Tyler O'Neal, Staff Editor INDUSTRY

Our galaxy is not alone. Swirling around the Milky Way are several smaller, dwarf galaxies — the biggest of which are the Small and Large Magellanic Clouds, visible in the night sky of the Southern Hemisphere. COLIN LEGG / SCOTT LUCCHINI A view of the gas in the Magellanic System as it would appear in the night sky. This image, taken directly from the numerical simulations, has been modified slightly for aesthetics.

During their dance around the Milky Way over billions of years, the Magellanic Clouds’ gravity has ripped from each of them an enormous arc of gas — the Magellanic Stream. The stream helps tell the history of how the Milky Way and its closest galaxies came to be and what their future looks like.

New astronomical models developed by scientists at the University of Wisconsin–Madison and the Space Telescope Science Institute recreate the birth of the Magellanic Stream over the last 3.5 billion years. Using the latest data on the structure of the gas, the researchers discovered that the stream is maybe five times closer to Earth than previously thought.  

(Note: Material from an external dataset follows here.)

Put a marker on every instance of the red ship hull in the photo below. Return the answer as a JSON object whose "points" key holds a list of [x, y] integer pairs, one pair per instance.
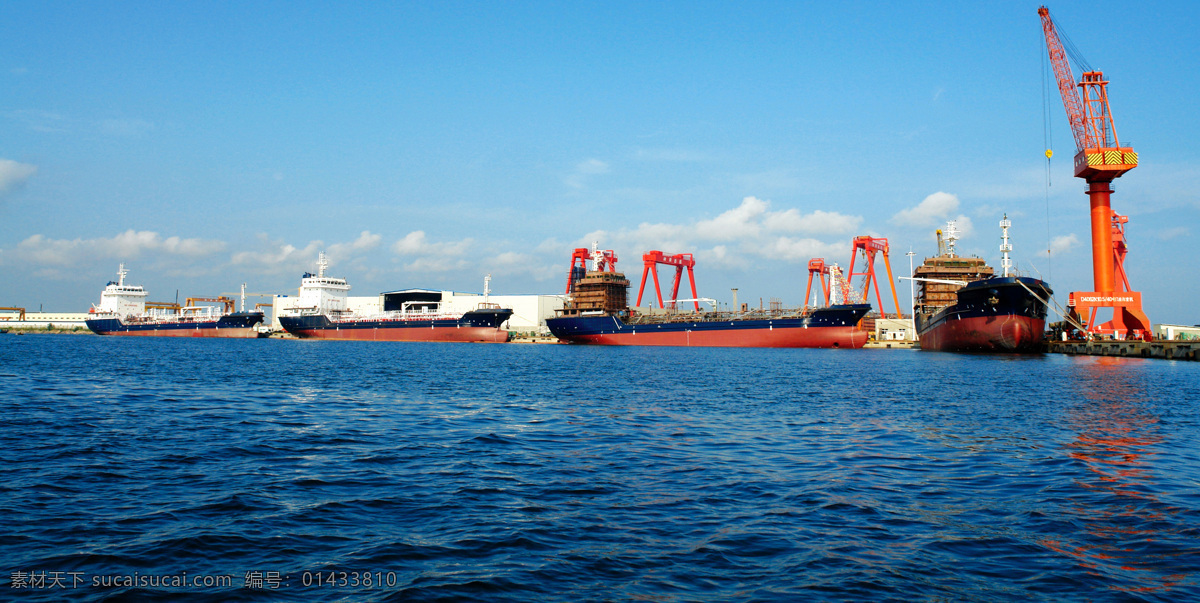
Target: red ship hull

The findings suggest that the stream may collide with the Milky Way far sooner than expected, helping fuel new star formation in our galaxy.

“The Magellanic Stream origin has been a big mystery for the last 50 years. We proposed a new solution with our models,” says Scott Lucchini, a graduate student in physics at UW–Madison and lead author of the paper. “The surprising part was that the models brought the stream much closer to the Milky Way.”

The new models also provide a precise prediction of where to find the stream’s stars. These stars would have been ripped from their parent galaxies with the rest of the stream’s gas, but only a few have been tentatively identified. Future telescope observations might finally spot the stars and confirm the new reconstruction of the stream’s origin is correct.

“It’s shifting the paradigm of the stream,” says Lucchini. “Some have thought the stars are too faint to see because they’re too far away. But we now see that the stream is basically at the outer part of the disk of the Milky Way.”

That’s close enough to spot, says Elena D’Onghia, a professor of astronomy at UW–Madison, and supervisor of the project. “With the current facilities, we should be able to find the stars. That’s exciting,” she says.

Lucchini, D’Onghia, and Space Telescope Science Institute scientist Andrew Fox published their findings in The Astrophysical Journal Letters on Nov. 8.

The latest work was based both on fresh data and different assumptions about the history of the Magellanic Clouds and Stream. In 2020, the research team predicted that the stream is enveloped by a large corona of warm gas. So, they plugged this new corona into their simulations, while also accounting for a new model of the dwarf galaxies that suggests they have a relatively brief history of orbiting one another — a mere 3 billion years or so.

“Adding the corona to the problem changed the orbital history of the clouds,” Lucchini explains.

In this new recreation, as the dwarf galaxies were captured by the Milky Way, the Small Magellanic Cloud orbited around the Large Magellanic Cloud in the opposite direction than previously thought. As the orbiting dwarf galaxies stripped gas from one another, they produced the Magellanic Stream.

The opposite-direction orbit pushed and pulled the stream so it arced toward Earth, rather than stretching farther away into intergalactic space. The stream’s closest approach is likely to be just 20 kiloparsecs from Earth, or about 65,000 light-years away. The clouds themselves sit between 55 and 60 kiloparsecs away.

“The revised distance changes our understanding of the stream. It means our estimates of many of the stream’s properties, such as mass and density, will need to be revised,” says Fox.

If the stream is this close, then it likely has just one-fifth the mass previously thought. The closest approach of the stream also means this gas will start merging with the Milky Way in about 50 million years, providing the fresh material needed to jump-start the birth of new stars in the galaxy.

The stars in the Magellanic Stream itself have eluded researchers for decades. But the new study suggests that perhaps they were simply looking in the wrong place.

“This model tells us exactly where the stars should be,” says D’Onghia.